Description-Behavior Mismatch

Medium
Confidence
94% confidence
Finding
The skill is marketed as a memory/quality/write-assist enhancement, but the actionable content instead instructs users to replace their model configuration with a third-party hosted provider and obtain a paid external API key. This is dangerous because it changes the trust boundary, routes prompts and data to an external service, and may mislead users into installing what is effectively a provider switch rather than a local capability add-on.

Missing User Warnings

High
Confidence
96% confidence
Finding
The skill claims automatic memory extraction, identity updates, source-linked memory, and daily consolidation, but provides no privacy notice, consent flow, retention policy, or data control details.
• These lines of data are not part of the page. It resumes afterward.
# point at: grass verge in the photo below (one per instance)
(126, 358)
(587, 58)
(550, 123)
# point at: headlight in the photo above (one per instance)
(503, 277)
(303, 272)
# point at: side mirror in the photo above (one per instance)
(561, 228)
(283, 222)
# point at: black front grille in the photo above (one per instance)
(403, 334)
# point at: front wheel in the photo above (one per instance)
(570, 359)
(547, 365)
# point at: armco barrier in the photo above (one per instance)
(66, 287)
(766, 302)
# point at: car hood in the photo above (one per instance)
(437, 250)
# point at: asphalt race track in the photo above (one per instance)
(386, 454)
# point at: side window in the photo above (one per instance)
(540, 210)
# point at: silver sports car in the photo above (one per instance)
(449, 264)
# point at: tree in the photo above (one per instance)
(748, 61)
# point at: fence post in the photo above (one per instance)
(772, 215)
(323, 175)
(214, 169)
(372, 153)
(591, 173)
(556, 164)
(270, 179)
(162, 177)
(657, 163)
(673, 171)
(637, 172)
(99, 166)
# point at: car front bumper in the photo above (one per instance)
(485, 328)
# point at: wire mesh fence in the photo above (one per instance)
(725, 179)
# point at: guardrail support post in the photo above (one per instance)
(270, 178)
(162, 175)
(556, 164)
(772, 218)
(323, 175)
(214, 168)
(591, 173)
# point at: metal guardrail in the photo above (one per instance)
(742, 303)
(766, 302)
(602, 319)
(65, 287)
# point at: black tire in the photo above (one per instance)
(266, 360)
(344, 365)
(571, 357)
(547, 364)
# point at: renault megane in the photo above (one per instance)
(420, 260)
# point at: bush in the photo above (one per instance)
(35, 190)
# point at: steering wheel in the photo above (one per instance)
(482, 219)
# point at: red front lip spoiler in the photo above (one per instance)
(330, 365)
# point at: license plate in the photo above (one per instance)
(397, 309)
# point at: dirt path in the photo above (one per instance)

In context, this is especially risky because the same document also redirects users to an external API provider, increasing the chance that sensitive conversational data and inferred personal information are processed or stored by a third party without informed consent.

Missing User Warnings

Medium
Confidence
88% confidence
Finding
The instructions tell users to paste an API key into a local configuration file but do not warn that the credential is sensitive, should not be committed to source control, and should be protected with appropriate file permissions or secret-management practices. This can lead to credential leakage through backups, logs, screenshots, or repository commits, enabling unauthorized use of the account and data exposure via the linked provider.

VirusTotal

64/64 vendors flagged this skill as clean.